Casualty Actuarial Society

Research

The GIRO Report

by Louise Francis, Chairperson, Committee on the Theory of Risk
Editors Note: In addition to chairing the Committee on the Theory of Risk, Louise Francis participates on the International Research Committee. This is part of that committee's continuing series of articles on international research of potential interest to CAS members.

The 2003 GIRO Convention was held October 14-17 in Cardiff, Wales. (For those who are geography buffs, Cardiff is the capital of Wales). GIRO is a subset of the UK and Irish actuarial organization, the Institute of Actuaries and GIRO is an acronym for General Insurance Research Organization. General Insurance is the UK term for non-life insurance (which is mostly property-casualty insurance, but not limited to that).

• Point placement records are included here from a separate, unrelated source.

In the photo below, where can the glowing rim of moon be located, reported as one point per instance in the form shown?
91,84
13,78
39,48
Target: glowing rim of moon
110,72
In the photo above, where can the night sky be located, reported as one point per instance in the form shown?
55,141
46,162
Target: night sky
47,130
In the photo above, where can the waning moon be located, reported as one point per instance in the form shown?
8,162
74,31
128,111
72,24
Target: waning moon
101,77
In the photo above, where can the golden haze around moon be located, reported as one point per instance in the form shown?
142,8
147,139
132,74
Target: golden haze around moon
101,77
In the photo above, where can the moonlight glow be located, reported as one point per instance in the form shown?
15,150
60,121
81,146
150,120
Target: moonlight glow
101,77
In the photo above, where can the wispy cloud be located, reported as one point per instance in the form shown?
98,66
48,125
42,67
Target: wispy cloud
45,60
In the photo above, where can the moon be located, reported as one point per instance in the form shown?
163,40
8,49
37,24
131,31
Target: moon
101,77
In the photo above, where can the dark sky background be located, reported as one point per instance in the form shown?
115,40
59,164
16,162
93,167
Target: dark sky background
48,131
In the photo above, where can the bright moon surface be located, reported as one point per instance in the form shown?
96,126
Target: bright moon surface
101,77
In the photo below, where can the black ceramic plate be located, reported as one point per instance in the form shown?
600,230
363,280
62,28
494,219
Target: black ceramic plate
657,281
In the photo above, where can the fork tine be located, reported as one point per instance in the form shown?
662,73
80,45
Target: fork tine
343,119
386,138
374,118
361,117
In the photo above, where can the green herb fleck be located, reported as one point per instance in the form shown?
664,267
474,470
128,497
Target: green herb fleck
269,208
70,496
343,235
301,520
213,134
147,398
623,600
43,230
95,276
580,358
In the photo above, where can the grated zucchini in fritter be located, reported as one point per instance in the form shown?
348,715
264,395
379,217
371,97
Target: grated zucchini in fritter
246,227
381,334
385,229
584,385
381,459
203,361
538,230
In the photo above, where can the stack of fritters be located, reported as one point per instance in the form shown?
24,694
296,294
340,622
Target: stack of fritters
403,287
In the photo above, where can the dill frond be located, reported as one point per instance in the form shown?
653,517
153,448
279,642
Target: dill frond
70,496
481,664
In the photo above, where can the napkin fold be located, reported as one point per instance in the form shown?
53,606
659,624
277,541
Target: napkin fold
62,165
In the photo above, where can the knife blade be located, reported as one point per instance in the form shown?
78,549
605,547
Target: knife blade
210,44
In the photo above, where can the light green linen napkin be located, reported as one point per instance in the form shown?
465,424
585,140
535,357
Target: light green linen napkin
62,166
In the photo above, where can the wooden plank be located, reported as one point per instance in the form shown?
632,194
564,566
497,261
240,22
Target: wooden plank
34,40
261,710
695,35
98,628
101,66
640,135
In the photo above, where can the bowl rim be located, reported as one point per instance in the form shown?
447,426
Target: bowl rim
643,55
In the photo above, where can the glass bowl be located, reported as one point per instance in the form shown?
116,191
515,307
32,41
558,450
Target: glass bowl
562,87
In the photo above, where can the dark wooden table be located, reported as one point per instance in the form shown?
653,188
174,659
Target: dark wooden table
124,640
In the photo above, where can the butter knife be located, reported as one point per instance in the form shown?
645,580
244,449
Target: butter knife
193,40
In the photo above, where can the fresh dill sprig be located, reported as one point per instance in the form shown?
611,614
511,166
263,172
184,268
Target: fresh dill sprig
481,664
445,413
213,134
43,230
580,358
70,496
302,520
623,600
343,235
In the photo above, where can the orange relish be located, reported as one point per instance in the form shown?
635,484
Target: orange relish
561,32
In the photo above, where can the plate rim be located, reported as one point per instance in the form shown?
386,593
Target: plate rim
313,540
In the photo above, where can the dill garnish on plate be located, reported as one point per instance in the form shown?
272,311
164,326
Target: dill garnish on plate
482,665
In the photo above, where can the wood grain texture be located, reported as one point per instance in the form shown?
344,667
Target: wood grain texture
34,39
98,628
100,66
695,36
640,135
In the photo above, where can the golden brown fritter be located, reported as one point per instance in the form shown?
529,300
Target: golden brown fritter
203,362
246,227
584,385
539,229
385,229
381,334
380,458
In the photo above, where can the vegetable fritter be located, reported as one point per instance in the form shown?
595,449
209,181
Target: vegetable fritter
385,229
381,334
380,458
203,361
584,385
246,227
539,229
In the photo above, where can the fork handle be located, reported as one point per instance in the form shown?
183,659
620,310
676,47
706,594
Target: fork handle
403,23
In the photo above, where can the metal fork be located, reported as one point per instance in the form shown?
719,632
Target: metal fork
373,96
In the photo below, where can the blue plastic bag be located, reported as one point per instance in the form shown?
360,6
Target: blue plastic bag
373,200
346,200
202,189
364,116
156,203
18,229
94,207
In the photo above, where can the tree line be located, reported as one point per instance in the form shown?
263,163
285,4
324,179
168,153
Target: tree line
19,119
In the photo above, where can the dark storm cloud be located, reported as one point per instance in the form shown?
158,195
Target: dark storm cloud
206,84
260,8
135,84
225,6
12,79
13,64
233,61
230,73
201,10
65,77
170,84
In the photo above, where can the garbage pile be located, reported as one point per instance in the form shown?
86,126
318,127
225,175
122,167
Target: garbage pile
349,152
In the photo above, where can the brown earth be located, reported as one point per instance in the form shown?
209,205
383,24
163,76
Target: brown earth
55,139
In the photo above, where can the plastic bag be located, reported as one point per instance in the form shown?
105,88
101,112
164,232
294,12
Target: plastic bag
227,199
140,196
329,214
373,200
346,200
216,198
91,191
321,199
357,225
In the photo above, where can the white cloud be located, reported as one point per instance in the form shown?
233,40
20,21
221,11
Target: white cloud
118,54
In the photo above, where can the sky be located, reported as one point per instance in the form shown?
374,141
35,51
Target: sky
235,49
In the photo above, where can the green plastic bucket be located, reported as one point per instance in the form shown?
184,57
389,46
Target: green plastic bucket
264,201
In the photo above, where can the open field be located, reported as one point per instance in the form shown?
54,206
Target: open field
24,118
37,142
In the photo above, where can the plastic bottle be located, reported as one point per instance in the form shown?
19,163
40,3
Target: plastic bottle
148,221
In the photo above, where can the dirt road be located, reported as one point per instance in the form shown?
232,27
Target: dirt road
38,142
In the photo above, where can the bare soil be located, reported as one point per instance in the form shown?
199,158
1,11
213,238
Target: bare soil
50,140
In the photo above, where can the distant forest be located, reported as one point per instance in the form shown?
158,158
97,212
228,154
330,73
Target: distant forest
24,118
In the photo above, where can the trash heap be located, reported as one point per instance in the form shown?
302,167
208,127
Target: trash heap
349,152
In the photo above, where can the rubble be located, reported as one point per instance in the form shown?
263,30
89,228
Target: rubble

Several CAS members, including Gail Ross and Raji Bhagavatula were on the program. Gail talked about the key insurance issues of concern to actuaries on this "side of the pond" and Raji reported on the asbestos and environmental liability issues.

Like the CAS, GIRO tends to have an applied orientation. That means many of the papers presented at GIRO are accessible to the typical CAS member, though some require more advanced technical knowledge.

Some highlights of the conference:

  • Reserve cycle research
    Research by a GIRO working party indicates that use of chain ladder methods for reserving appears to be associated with cycles in the adequacy of loss reserves. The research found that when a chain ladder reserving method is used and mechanical procedures are used to select factors (thereby removing subjectivity from the process) cycles in reserving occurred which tracked fairly well the underwriting cycle. That means reserves were less adequate in soft markets and more adequate in hard markets). The finding applied to both incurred and paid loss chain ladder methods. The working party did not know why this happens but they had some suggestions. The issue will be studied further in 2004 by a working party.

  • Extreme value theory
    Most financial data follows a heavy - tailed probability distribution. Hence, the normal and lognormal distributions do a poor job of approximating the data. Two papers presented at the GIRO conference addressed this issue. The first, "Extreme Events", by David Saunders was subtitled "The Overthrow of Modern Financial Theory" because Financial Theory is heavily dependent on an assumption of normally or lognormally distributed data and does a poor job of approximating the behavior of real financial variables when it comes to extreme events. The regular occurrence of events assumed to be extremely uncommon was cataloged by the author. Then, alternatives, such as catastrophe theory and chaos theory were introduced. The second paper "The Importance of Being Normal" by Stephen Carlin and Andrew Smith presents a specific alternative to the normal/lognormal model: the conic moment or Normal Inverse Gaussian distribution.

  • Correlation research
    The topic of dependencies between lines of business was tackled by Papachristou and Grenon. The authors presented methods of modeling dependencies based on copulas. Four copulas, the Clayton, Student-t, Gumbel and Bivariate Normal were covered. They also discussed using extreme value theory to model tail dependencies. In addition, they addressed approaches which could be used in the absence of adequate data.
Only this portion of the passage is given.